A volte capitava di rischiare di perderlo quell’unico treno, soprattutto quando la viabilità verso le stazioni era osteggiata dagli eventi atmosferici. Ai pendolari di corsa che imploravano di aspettare, lei lanciava urla di incoraggiamento: “dai, dai, che siamo qui! Forza!”.

Ogni qualvolta si accumulavano ritardi e si trovava ad essere l’unica interlocutrice di un’utenza stanca di vedere e vivere circostanze improbabili: mandrie di pecore finite sotto i treni, condizionatore che emanava aria calda in pieno luglio, blocchi all’interno della galleria di Cutro, affollamenti esasperanti nei giorni di punta, lanci di pietre contro il treno, attraversamenti dei binari nelle aree di campagne da parte di frotte di migranti che andavano a lavorare al mattino presto nei campi, risse tra passeggeri, danni frequenti alla linea ferroviaria vetusta a causa del maltempo… Era sempre lei a ristabilire con tono deciso la calma e l’equilibrio, “tutti vogliamo tornare a casa – diceva – stiamo calmi e non complichiamo le cose. Non costringete all’intervento della Polizia ferroviaria”. E così calava il silenzio, aspettando la ripartenza.

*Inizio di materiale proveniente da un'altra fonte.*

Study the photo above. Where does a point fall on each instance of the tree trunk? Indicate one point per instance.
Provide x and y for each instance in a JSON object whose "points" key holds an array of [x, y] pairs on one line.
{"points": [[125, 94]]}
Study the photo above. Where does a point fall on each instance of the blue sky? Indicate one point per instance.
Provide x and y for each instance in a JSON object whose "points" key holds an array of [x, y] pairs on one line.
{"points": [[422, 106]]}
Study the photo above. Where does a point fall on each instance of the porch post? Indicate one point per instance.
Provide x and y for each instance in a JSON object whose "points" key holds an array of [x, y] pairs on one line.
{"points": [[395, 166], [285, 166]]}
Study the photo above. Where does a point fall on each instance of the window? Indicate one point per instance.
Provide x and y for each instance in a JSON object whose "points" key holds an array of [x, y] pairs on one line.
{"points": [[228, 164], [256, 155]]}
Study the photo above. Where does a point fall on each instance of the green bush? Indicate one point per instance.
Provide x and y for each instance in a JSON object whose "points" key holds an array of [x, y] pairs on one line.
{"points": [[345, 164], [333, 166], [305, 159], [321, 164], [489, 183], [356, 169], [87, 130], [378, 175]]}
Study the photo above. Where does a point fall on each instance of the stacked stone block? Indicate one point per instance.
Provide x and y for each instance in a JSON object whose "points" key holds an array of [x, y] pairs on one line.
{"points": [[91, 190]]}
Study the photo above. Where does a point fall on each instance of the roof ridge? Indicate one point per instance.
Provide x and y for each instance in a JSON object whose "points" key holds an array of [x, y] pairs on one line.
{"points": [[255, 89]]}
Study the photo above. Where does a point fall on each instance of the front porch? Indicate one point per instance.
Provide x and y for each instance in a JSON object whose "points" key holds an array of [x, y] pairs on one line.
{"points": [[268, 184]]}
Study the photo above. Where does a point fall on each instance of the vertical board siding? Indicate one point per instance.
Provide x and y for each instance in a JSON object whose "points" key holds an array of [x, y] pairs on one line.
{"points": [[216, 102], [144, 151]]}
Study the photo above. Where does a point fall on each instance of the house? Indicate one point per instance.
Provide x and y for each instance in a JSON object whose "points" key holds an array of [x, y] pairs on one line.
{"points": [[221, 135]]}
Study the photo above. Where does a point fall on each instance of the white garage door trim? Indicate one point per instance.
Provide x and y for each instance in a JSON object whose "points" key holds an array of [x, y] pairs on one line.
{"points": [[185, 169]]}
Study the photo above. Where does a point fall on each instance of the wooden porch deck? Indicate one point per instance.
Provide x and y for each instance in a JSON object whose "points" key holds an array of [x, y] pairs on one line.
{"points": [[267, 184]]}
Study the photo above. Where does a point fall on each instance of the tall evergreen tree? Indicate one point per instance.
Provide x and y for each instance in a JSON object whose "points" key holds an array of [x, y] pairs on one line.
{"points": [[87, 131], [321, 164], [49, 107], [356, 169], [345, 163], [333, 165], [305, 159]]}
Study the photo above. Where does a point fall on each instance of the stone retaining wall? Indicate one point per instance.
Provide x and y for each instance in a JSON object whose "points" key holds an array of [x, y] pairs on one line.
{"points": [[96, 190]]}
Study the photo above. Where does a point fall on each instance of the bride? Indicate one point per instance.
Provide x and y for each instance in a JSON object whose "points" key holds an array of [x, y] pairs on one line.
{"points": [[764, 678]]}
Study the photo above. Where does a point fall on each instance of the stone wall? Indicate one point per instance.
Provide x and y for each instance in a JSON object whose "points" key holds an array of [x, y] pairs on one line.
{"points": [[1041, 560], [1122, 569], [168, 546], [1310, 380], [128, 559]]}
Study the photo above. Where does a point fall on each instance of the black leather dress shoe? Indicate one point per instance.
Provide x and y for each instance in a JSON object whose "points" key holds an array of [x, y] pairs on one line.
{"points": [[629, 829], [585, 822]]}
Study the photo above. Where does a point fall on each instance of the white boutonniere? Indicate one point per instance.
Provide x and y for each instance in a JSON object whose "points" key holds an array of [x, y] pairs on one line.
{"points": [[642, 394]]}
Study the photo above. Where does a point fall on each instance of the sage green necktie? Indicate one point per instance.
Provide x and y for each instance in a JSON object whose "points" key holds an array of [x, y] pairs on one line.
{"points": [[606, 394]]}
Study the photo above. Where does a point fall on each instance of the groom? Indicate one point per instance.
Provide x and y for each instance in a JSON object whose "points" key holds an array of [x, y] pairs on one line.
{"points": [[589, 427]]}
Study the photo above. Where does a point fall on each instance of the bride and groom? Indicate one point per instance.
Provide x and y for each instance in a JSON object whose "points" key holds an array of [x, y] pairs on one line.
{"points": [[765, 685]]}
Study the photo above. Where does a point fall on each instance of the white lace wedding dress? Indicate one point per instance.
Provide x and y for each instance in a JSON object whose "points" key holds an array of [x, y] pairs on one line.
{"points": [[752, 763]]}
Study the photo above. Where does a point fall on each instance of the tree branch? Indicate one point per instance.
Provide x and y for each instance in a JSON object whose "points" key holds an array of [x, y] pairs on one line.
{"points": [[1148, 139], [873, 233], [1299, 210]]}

Si trovava spesso a discutere con chi sul treno si ostinava a viaggiare senza biglietto o infischiandosene del rispetto per le minime accortezze da tenere in un luogo di pubblica utilità, viaggiando con i piedi suoi sedili, ostruendo aree di passaggio, lasciando sporco. Perché nei posti degradati, che puzzano di vecchio e sporco, come i treni che attraversano la Jonica, è più facile approfittarne e sentirsi legittimati a sporcare e a violare le regole della convivenza civile. Ma lei spesso diceva “questo è il treno che abbiamo, trattiamolo bene!”. Con garbo la capotreno Maria invitava alla civiltà, facendo sentire al suo interlocutore il bisogno di chiedere scusa. Quando invece incontrava un muro allora diventava severa: “devo farla scendere?”.

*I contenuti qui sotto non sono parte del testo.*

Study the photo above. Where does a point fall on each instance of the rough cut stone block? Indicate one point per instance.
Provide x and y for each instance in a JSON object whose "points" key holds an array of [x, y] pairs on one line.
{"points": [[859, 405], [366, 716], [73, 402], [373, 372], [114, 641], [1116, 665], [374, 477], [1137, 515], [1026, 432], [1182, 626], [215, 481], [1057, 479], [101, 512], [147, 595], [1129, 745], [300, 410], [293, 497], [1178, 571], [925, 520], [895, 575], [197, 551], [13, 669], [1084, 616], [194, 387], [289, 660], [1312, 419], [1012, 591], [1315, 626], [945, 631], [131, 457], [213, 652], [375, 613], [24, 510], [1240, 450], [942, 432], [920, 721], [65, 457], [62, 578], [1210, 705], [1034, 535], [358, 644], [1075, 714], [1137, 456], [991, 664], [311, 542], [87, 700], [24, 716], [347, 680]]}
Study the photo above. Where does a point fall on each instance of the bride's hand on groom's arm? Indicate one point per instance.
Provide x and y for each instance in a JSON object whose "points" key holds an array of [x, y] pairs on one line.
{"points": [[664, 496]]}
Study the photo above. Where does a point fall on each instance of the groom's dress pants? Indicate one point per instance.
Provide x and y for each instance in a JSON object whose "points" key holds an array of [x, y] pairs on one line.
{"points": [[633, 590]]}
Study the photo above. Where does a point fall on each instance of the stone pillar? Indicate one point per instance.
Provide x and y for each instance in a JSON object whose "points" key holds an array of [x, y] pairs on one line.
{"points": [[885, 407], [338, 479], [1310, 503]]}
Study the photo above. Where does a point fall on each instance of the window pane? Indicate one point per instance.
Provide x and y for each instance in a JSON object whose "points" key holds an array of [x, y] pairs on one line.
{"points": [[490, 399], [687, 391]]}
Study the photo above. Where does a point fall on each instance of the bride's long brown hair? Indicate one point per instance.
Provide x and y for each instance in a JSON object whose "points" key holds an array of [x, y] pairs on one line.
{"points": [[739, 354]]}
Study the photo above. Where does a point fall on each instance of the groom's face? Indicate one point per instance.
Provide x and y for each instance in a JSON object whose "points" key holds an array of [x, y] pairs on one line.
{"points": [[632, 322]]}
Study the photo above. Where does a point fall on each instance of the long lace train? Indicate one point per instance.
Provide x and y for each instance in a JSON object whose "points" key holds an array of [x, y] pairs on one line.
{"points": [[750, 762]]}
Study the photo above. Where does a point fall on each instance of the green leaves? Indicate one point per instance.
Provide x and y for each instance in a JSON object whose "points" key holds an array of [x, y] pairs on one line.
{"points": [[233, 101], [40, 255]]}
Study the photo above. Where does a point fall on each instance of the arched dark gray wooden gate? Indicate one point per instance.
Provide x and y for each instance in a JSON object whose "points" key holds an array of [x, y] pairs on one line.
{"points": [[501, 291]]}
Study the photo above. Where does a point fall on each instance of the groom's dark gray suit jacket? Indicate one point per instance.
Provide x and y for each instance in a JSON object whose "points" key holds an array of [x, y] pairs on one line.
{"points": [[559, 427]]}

Per chi viaggiava e la lasciava sul trenino scendendo sembrava che il capotreno vivesse lì sopra, sempre, aspettando più di tutti tempi migliori, l’elettrificazione della linea Jonica, ad esempio, treni più veloci, accoglienti, dignitosi.

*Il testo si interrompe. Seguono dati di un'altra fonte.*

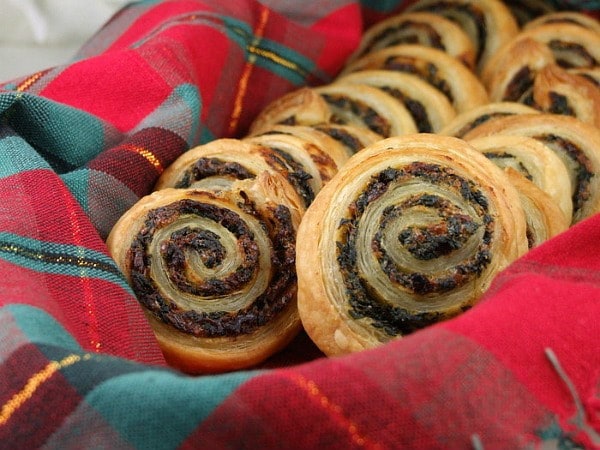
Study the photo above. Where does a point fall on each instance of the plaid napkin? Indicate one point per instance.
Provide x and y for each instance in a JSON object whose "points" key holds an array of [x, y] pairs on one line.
{"points": [[79, 366]]}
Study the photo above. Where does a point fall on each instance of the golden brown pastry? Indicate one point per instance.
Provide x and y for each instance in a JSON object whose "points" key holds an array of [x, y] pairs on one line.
{"points": [[557, 91], [353, 138], [468, 120], [461, 86], [214, 272], [368, 107], [410, 231], [526, 11], [577, 143], [308, 166], [544, 218], [215, 165], [330, 146], [510, 73], [489, 23], [591, 74], [429, 108], [533, 160], [569, 17], [299, 107], [422, 28]]}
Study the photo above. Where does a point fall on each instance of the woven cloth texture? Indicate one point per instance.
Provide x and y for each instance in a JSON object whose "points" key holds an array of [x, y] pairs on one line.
{"points": [[79, 367]]}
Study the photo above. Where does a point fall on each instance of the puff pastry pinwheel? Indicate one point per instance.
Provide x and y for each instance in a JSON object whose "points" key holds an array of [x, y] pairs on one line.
{"points": [[214, 272], [461, 86], [410, 231], [215, 165], [511, 70], [591, 74], [489, 23], [526, 11], [544, 218], [468, 120], [557, 91], [577, 143], [299, 107], [424, 28], [428, 106], [334, 148], [352, 137], [535, 161], [368, 107], [308, 166], [569, 17]]}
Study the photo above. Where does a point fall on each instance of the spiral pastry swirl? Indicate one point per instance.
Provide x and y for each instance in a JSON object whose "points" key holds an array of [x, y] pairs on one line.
{"points": [[489, 23], [576, 143], [452, 78], [215, 272], [409, 232], [431, 30]]}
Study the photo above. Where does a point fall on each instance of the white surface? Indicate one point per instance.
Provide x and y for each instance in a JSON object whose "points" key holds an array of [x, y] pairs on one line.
{"points": [[37, 34]]}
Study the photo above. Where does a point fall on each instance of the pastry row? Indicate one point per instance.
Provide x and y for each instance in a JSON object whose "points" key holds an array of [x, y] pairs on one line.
{"points": [[458, 136]]}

Grazie Maria, per tutti i calabresi che ogni giorno attraversano la linea Jonica tra mille difficoltà, che hanno trovato sempre il tuo buon giorno serio ma cordiale e da ora in poi non ti incontreranno più. Grazie da chi ti conosceva solo di vista, ma nella tua immagine ritrovava un personaggio familiare e si sentiva protetto durante un percorso ferroviario che inevitabilmente continua a ricordare un film in bianco e nero.